SUR LES 9 PREMIERS MOIS DE 2011 LES DÉFAILLANCES DIMINUENT DEUX FOIS MOINS VITE QU'EN 2010.
Les défaillances sur le 3ième trimestre 2011
Les tribunaux ont prononcé 11881 jugements de sauvegarde, de redressement ou de liquidation judiciaires, en repli de 3,5 % par rapport au 3ième trimestre 2010.
862 entreprises de 10 salariés et plus sont défaillantes (dont 15 de plus de 200 salariés) sur le 3ième trimestre 2011 contre 905 en 2010.
4934 entreprises ayant plus de 5 ans d'existence sont défaillantes (dont 1687 ont plus de 15 ans d'existence) sur le 3ième trimestre 2011, contre 4908 en 2010. La baisse de la sinistralité profite ainsi d'avantage aux sociétés de création récentes.
Le secteur du bâtiment reste un contributeur important avec 2885 jugements, mais en net retrait rapport au 3ième trimestre 2010 (-5,6 %). Globalement, la baisse de la sinistralité profite à presque toutes les activités et plus particulièrement à celles du transport et de la logistique (-17,4 %) et de l'immobilier (-23,6%). Par contre, la situation se dégrade fortement dans le secteur agricole (+22%), le commerce et la réparation automobile (+18,7 %)
L'amélioration est surtout sensible en Ile de France, dans le Pas de Calais, en Corse, en Basse Normandie (plus de 10 points), mais la situation se dégrade fortement en Alsace (+21,5%) et en Franche Comté (+13,2%).
Les défaillances sur l'année 2011
Les tribunaux ont prononcé 45324 jugements de sauvegarde, de redressement ou de liquidation judiciaires, en repli de 1,6 % par rapport au 3ième trimestre 2010.
Les défaillances d'entreprises ayant pour activités les transports et la logistique sont en baisse de 13%, le BTP de 4,8%, l'industrie manufacturière de 9,1%/ Par contre, elles sont en augmentation pour les activités des services à la personne (+24%), la santé humaine et l'action sociale (+26,9%), le commerce et la réparation automobiles (+14,1%).

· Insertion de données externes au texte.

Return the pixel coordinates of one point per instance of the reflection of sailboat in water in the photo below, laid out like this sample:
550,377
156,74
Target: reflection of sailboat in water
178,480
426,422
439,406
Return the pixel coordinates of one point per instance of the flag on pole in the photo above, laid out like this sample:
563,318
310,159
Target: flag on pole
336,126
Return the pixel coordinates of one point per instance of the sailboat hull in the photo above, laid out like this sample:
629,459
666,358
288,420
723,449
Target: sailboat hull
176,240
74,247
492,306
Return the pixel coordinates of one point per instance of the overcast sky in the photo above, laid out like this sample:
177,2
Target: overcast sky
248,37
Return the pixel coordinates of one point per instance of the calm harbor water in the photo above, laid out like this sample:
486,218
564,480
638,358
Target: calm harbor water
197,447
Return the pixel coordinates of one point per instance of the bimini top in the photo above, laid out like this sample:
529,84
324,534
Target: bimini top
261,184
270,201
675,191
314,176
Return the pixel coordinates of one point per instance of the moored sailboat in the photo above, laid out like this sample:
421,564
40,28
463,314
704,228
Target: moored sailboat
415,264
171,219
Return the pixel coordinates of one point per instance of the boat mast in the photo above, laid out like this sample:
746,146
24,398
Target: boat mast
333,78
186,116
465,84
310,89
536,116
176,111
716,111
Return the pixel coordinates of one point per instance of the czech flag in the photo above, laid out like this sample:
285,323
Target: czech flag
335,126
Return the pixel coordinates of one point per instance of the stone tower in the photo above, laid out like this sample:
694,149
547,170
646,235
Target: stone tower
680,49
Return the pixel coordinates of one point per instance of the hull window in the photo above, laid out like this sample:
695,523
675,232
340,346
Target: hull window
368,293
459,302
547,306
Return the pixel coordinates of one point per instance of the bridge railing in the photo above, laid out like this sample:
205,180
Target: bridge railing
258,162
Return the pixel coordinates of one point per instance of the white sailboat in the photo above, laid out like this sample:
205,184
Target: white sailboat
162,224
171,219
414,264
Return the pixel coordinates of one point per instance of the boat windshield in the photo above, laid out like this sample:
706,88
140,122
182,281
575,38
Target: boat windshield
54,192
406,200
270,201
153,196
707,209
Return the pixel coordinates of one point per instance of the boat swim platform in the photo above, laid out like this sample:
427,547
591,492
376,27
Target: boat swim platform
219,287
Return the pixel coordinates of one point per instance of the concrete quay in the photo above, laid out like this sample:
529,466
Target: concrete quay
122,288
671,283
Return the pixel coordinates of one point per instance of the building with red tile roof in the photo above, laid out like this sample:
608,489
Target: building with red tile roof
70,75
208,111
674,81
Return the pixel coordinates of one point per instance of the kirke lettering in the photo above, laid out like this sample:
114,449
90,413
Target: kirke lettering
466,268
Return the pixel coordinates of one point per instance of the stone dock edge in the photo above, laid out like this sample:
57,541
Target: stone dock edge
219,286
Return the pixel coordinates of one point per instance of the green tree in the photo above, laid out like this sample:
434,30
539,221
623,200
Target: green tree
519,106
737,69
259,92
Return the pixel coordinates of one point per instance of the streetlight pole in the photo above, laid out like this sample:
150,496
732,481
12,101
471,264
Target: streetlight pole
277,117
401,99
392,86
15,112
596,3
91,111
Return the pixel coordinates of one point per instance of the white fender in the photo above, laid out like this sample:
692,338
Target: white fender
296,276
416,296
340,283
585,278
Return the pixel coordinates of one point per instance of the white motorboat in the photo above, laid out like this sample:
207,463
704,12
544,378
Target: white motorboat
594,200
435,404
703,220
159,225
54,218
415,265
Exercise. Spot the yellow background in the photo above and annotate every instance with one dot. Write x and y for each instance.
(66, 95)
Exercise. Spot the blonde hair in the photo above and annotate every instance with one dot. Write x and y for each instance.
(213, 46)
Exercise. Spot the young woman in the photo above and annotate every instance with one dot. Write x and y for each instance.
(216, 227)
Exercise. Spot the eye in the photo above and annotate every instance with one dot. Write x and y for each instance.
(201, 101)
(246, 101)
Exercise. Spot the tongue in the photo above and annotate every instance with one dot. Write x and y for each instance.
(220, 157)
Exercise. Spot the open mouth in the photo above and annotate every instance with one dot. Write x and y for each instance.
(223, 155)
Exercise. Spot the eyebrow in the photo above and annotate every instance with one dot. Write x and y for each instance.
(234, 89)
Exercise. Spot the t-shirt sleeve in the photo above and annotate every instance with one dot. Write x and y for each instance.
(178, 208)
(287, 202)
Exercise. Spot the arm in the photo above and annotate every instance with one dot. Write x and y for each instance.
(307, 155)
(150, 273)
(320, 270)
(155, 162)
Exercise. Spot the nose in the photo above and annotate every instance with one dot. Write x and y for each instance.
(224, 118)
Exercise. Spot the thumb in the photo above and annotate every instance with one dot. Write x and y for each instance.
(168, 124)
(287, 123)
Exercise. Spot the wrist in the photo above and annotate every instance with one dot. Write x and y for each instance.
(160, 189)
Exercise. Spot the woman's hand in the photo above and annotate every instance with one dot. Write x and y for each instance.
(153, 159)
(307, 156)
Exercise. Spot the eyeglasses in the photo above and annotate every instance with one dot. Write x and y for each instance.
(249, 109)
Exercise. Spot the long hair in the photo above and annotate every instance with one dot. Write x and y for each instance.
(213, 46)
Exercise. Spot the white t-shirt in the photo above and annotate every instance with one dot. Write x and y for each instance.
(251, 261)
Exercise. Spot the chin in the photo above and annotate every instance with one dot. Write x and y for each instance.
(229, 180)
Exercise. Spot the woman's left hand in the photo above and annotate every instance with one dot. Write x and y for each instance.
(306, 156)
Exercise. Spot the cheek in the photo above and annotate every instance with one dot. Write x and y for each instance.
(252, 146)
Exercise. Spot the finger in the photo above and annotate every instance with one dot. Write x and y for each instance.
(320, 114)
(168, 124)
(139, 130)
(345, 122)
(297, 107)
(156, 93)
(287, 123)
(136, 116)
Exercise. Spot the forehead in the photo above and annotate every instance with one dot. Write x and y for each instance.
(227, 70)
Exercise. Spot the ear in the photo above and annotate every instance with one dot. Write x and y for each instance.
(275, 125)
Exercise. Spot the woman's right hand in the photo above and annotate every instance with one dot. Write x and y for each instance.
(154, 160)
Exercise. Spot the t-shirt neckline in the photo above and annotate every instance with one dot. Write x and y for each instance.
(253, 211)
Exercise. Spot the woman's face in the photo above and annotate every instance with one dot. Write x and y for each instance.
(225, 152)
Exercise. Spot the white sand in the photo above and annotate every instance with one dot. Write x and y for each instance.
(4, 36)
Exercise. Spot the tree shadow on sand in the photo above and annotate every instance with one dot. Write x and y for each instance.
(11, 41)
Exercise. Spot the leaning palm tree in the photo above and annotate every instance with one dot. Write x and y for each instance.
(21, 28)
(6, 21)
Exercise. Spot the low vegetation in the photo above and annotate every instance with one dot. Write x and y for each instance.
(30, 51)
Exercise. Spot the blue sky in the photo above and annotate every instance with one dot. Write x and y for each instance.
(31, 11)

Sur les 9 premiers mois de l'année 2011, l'évolution des défaillances est donc à la baisse et concerne la plupart des activités. Toutefois le niveau reste très élevé et bien au-delà de qu'il était en 2007 avant la crise.
Selon la Banque de France, la baisse serait confirmée sur le 4ième trimestre 2011, mais la visibilité reste très réduite pour 2012.
Le défaut de paiement des clients, caractérisé par la défaillance ou par des pratiques de paiement abusives, constitue la première cause de défaillance des entreprises (près d'un quart des jugements). Une bonne maîtrise de la relation financière client, de la prospection à l'encaissement des créances, reste nécessaire pour pérenniser l'entreprise.